HP Process Resource Manager User's Guide

Understanding how PRM manages resources
How PRM manages real memory resources
Chapter 2 51
As implied above, PRM provides a PRM group its entitlement on a
symmetric-multiprocessing (SMP) system with Hyper-Threading
disabled by granting the group its entitlement on each core. If the group
does not have at least one process for each core, PRM compensates by
proportionally increasing the PRM group’s entitlements on cores where
it does have processes. For example, a PRM group with a 10%
entitlement on a 4-core system, gets 10% of each core. If the group is
running on only one core because it has only one process, the 10%
entitlements from the three unused cores are given to the group on the
core where it has the process running. Thus, it gets 40% on that one core.
NOTE A PRM group on a system with Hyper-Threading disabled may not be
able to get its entitlement because it has too few processes. For example,
if the PRM group above—with only one single-threaded process—were to
have a 50% entitlement for the 4-core system, it would never get its
entitlement. PRM would give the group an entitlement of 100% on two
cores. However, because the group has only the one thread, it can use
only one core—resulting in a 25% entitlement.

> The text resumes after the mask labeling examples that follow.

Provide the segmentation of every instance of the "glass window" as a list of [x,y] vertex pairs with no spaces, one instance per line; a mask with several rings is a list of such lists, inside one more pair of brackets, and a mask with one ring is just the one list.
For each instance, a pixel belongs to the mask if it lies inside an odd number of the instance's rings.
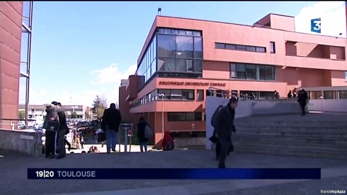
[[186,31],[184,30],[179,30],[179,34],[186,35]]
[[273,54],[275,54],[276,53],[275,42],[270,42],[270,52]]
[[245,64],[236,64],[236,76],[238,79],[246,79],[246,65]]
[[266,66],[265,71],[266,73],[266,80],[275,80],[274,66]]
[[225,48],[225,44],[215,43],[215,48]]
[[158,69],[161,71],[176,71],[176,62],[175,59],[158,58]]
[[171,100],[182,100],[182,90],[181,89],[171,89],[170,98]]
[[228,50],[236,50],[236,45],[233,44],[226,44],[225,48]]
[[202,59],[202,38],[201,37],[194,37],[194,58]]
[[247,80],[255,80],[256,79],[256,72],[255,65],[247,64],[246,66],[246,73],[247,73],[246,78]]
[[186,30],[186,35],[193,35],[193,31],[191,31],[190,30]]
[[179,34],[179,30],[177,29],[172,29],[172,33],[175,34]]
[[193,72],[193,60],[187,59],[187,70],[188,72]]
[[194,112],[194,120],[195,121],[202,121],[202,113]]
[[245,45],[241,45],[240,44],[237,44],[236,45],[236,50],[246,50],[246,46]]
[[246,46],[246,50],[249,52],[255,52],[255,47],[253,46]]
[[186,72],[187,67],[187,59],[176,59],[176,71],[181,72]]
[[165,28],[164,29],[164,33],[165,34],[171,34],[170,28]]
[[175,57],[176,36],[158,35],[158,54],[161,57]]
[[347,91],[340,91],[339,92],[340,99],[347,99]]
[[195,72],[202,72],[202,60],[194,60],[194,65]]
[[183,90],[182,100],[194,100],[194,89]]
[[236,78],[236,65],[230,63],[230,78]]
[[197,89],[196,90],[197,100],[204,100],[204,90],[203,89]]
[[193,37],[176,36],[176,57],[193,58],[193,52],[194,38]]
[[193,31],[193,35],[194,36],[201,36],[201,32],[200,31]]
[[164,100],[170,100],[170,89],[158,89],[158,100],[161,100],[161,94],[164,94]]
[[265,53],[265,52],[266,52],[266,50],[265,47],[257,46],[256,47],[256,52],[257,52]]
[[256,66],[257,75],[258,77],[257,80],[266,80],[266,73],[265,71],[265,66],[258,65]]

How PRM manages real memory resources
Memory management refers to the rules that govern real and virtual
memory and allow for sharing system resources by user and system
processes.
In order to understand how PRM manages real memory (both private
and shared), it is useful to understand how PRM interacts with standard
HP-UX memory management.
How HP-UX manages memory
The data and instructions of any process (a program in execution) must
be available to the core by residing in real memory at the time of
execution. Real memory is shared by all processes and the kernel.